Well isn’t this interesting:

Sen. Joe Lieberman has reached a private understanding with Majority Leader Harry Reid that he will not block a final vote on healthcare reform, according to two sources briefed on the matter.

Chris Bowers asks what people think the “private understanding” is.  Booman guesses that Reid threatened Lieberman with taking away his position as Homeland Security Committee Chair if Joe voted against cloture at any procedural point in the Senate debate.

Lieberman would have to get something in return for not voting against cloture on a health care reform bill he opposes. Keeping his Committee chairmanship, something that Lieberman has repeatedly bet he could do anything to retain (remember, he campaigned for John McCain), isn’t likely to be considered something by Joe Lieberman. He thinks he owns it already and there has been essentially zero will publicly expressed by the Democratic Senate caucus towards removing Lieberman from his chair as a consequence of his actions.

It’s also worth pointing out that while Lieberman has already said he won’t oppose a Motion to Proceed to the bill and sources are now saying he won’t oppose cloture on final passage, there is a third major cloture vote that has not yet been discussed. As I wrote on the SEIU blog, there is a cloture vote on the manager’s amendment to substitute the debated and amended healthcare bill onto a bill from the House Ways and Means Committee.

Cloture Motion on Manager’s Amendment (Substitute Amendment): After considerable debate and amendment to the substitute, the Majority Leader will file Cloture on the Substitute. If there are 60 votes here, the Merged reform bill/Substitute as amended will get an up or down vote after 30 hours of post cloture consideration.

So, in some sense, it seems that both Senator Lieberman and Leader Reid are weaseling on process questions right now. At least, neither are speaking publicly about Lieberman’s expected stance on the cloture vote that will occur between the Motion to Proceed and the cloture motion on final passage of the measure.

Getting beyond the weaseling on process, I don’t know what Lieberman is seeking to extort from Reid. Job security is clearly something he already thinks he has in the bank. More job security would certainly be helpful for Joe, but would it really be enough for him to vote with the caucus on procedural votes that he already sees as tantamount to the substantive vote on the bill itself on final passage?

Lieberman’s real problem is with the public option.
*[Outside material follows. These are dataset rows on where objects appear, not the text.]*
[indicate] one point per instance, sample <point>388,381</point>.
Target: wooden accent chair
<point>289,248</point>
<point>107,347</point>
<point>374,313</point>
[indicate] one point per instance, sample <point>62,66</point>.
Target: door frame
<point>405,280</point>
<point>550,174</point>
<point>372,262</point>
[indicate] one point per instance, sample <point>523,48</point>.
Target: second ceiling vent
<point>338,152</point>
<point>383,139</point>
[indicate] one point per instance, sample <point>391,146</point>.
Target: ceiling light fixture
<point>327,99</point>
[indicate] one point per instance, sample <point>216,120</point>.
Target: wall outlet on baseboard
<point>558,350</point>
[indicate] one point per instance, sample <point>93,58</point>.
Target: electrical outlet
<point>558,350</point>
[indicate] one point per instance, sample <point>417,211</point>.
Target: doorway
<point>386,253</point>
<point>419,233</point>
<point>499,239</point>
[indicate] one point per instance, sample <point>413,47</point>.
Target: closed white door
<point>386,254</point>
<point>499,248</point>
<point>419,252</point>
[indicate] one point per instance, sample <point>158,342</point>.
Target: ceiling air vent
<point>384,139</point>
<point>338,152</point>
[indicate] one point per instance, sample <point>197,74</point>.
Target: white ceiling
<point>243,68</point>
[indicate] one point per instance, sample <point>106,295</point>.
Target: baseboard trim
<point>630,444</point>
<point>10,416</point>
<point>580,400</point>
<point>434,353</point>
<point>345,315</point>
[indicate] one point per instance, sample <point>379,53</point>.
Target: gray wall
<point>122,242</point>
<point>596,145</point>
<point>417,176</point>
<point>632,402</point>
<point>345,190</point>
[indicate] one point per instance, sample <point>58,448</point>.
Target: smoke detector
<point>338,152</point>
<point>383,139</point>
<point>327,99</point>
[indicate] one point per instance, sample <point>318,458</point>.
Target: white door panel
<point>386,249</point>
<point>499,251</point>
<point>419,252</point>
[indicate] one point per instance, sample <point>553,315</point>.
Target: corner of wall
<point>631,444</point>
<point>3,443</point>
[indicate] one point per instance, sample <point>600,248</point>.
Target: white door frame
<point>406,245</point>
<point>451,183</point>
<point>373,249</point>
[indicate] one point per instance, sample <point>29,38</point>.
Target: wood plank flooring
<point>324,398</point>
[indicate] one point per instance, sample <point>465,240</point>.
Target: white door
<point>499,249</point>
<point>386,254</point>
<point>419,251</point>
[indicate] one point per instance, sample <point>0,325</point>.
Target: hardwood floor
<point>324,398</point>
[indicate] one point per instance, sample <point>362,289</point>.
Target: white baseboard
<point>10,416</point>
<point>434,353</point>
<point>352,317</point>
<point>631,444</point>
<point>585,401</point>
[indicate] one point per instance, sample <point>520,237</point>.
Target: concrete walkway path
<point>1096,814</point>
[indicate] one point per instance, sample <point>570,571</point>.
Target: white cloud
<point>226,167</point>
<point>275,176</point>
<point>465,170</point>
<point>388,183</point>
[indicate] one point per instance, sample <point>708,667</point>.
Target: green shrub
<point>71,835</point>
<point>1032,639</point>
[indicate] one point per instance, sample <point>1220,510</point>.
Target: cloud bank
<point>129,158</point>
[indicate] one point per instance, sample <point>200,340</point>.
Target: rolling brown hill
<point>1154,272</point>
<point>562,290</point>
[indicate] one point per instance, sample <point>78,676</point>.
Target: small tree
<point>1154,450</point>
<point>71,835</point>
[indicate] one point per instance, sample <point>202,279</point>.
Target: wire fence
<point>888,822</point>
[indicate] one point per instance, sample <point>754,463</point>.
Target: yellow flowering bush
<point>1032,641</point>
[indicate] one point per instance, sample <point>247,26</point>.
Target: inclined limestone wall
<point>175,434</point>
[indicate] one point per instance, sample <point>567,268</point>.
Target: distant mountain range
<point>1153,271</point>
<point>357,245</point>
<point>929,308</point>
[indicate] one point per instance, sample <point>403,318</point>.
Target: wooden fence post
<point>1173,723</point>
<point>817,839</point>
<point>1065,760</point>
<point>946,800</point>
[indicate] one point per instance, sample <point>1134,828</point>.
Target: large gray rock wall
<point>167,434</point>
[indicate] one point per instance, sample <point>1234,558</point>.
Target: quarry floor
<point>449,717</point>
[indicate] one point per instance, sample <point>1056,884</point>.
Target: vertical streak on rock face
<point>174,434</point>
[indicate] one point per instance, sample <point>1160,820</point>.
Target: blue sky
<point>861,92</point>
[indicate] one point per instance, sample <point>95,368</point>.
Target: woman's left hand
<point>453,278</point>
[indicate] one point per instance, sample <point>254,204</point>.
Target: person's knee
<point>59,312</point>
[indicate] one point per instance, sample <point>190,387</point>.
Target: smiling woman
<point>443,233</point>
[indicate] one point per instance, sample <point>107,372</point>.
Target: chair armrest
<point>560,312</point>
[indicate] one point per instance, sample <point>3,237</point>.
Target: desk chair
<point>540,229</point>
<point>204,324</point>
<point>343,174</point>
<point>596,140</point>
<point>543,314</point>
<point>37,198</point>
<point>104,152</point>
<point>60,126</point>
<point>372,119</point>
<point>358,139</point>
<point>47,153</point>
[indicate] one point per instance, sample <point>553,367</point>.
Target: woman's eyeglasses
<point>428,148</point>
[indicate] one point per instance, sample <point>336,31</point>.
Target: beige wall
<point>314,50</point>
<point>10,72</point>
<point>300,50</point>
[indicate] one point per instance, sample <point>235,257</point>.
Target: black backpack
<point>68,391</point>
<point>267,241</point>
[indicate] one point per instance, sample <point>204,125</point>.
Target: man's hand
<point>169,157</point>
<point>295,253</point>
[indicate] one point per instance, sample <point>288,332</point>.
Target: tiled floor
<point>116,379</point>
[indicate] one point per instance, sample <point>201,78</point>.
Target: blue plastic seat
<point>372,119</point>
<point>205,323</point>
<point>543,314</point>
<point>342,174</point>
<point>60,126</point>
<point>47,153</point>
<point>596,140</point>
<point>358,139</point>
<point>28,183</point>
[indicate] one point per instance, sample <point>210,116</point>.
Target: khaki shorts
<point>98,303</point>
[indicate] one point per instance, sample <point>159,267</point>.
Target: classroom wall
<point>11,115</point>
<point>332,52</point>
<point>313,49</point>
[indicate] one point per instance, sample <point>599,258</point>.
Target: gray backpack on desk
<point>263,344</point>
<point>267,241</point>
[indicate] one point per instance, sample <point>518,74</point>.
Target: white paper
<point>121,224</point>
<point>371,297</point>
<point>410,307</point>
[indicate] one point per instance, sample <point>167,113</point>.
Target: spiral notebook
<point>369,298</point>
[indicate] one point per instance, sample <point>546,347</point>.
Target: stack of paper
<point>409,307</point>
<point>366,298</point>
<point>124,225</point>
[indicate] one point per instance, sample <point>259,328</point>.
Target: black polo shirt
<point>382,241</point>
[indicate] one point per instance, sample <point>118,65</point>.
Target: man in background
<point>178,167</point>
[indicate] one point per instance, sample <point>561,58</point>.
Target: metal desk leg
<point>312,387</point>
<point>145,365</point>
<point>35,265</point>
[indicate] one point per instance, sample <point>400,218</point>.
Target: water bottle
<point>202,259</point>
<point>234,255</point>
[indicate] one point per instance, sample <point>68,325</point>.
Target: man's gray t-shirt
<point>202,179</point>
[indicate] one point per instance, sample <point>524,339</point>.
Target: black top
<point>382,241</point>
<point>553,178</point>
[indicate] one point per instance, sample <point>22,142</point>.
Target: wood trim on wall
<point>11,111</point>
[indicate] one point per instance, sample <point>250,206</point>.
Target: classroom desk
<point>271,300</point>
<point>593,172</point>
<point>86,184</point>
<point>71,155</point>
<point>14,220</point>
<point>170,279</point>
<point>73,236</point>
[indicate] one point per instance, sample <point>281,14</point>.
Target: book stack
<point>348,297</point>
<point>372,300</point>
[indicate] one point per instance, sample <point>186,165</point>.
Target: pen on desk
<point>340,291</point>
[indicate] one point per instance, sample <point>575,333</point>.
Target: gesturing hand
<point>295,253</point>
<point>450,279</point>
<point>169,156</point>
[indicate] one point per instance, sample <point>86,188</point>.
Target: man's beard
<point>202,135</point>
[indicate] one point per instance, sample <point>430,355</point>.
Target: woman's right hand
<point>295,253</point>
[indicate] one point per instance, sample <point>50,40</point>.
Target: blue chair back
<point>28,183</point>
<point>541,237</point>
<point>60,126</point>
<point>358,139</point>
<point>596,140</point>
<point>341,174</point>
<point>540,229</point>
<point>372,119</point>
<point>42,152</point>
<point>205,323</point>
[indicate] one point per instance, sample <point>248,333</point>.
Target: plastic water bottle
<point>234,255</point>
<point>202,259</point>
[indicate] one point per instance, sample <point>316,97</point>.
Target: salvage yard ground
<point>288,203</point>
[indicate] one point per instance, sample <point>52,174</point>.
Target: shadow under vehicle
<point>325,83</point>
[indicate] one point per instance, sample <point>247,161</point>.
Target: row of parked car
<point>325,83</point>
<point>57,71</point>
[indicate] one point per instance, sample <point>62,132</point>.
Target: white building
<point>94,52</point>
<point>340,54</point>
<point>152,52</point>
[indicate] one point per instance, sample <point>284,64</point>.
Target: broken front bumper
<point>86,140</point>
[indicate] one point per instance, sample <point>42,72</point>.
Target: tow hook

Perhaps what Reid promised Lieberman was an opportunity to vote on an amendment to remove the public option from the bill, with a threshold of only 51 votes. This would increase the likelihood of it getting stripped out, as well as the likelihood that Lieberman will actually vote with the caucus on all cloture votes (as he said he would if he was happy with the underlying bill). The flip side, obviously, is that if Reid were to push for a 51 vote threshold for an amendment to strip the public option in the Unanimous Consent agreement governing the debate, he would essentially be guaranteeing its removal from the bill, after showed rare leadership by fighting alongside Chris Dodd for its inclusion.  If this is the case, expect a huge uproar from the people who have worked to get the public option as part of health care reform legislation.

Of course, I think Open Left commenter bento is probably most right about what the private understanding means: “Reid, in the privacy of his head, understands Lieberman will not filibuster. Joe in his privacy understands he will. ”

Update:

Lieberman spokesman Marshall Whitman has strongly denied the reporting of a “private understanding” in a quote to the National Review.

…Adding, Reid’s office is now denying the report of an understanding as well.

2 thoughts on ““A Private Understanding”

  1. Well obviously there’s that, too.

    But let’s not diminish the importance Joe feels about getting attention, from leadership and from the press. His ego is being stroked, which is more important than any policy for him. Rather, it is his ideology.